To better understand how transaction amounts differ between normal and fraudulent
transactions, we examine summary statistics grouped by the target class.


In [None]:
df.groupby('Class')['Amount'].describe()

## Key Observations
- Although fraudulent transactions do not show a clearly distinct amount range,
summary statistics indicate differences in central tendency and dispersion,
suggesting that transaction amount may contribute useful signal when combined
with other features.

## EDA Summary and Modeling Implications

- The dataset represents a highly imbalanced fraud detection problem, with fraudulent
  transactions accounting for a very small fraction of the data.
- Transaction amounts are heavily skewed and contain extreme outliers, requiring careful
  handling during preprocessing and model evaluation.
- No single feature provides clear separation between fraudulent and normal transactions,
  indicating that effective fraud detection will rely on combining multiple features.
- Due to the severe class imbalance, evaluation metrics such as precision, recall, and
  PR-AUC will be more informative than accuracy.
- Extreme transaction amounts were observed; however, outliers were not removed during EDA,
  as fraudulent transactions are often extreme by nature.
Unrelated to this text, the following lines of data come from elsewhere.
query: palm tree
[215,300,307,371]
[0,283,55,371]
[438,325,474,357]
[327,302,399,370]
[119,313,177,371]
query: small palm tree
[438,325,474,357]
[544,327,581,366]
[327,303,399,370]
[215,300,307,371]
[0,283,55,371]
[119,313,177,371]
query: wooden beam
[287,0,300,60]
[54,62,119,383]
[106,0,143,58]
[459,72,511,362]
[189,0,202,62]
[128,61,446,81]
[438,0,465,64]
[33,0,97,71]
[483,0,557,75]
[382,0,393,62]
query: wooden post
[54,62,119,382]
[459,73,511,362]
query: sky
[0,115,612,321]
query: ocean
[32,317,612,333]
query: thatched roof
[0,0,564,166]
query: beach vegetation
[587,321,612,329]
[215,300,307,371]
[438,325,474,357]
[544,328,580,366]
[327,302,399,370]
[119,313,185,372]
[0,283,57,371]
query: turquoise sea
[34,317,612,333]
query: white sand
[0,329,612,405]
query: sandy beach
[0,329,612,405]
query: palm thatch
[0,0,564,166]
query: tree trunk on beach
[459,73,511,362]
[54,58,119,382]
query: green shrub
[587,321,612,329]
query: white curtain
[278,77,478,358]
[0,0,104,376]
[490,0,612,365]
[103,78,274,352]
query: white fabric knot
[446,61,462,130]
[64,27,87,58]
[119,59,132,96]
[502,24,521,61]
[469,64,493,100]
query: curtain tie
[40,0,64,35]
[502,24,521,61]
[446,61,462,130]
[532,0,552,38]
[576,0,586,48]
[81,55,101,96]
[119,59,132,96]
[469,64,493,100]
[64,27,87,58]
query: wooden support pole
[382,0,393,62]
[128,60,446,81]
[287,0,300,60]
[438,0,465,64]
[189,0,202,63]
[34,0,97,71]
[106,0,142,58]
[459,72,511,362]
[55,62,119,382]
Instead, scaling and robust
  evaluation metrics are preferred.

## EDA Impact on Modeling Decisions

- The severe class imbalance motivates the use of class-aware training strategies and
  probability-based evaluation instead of accuracy-driven metrics.
- The absence of clear single-feature separation supports the use of multivariate models
  rather than rule-based approaches.
- The heavily skewed transaction amount distribution motivates feature scaling during
  preprocessing.
- PCA-transformed features simplify preprocessing while limiting interpretability, making
  model evaluation and threshold tuning more critical than feature-level explanations.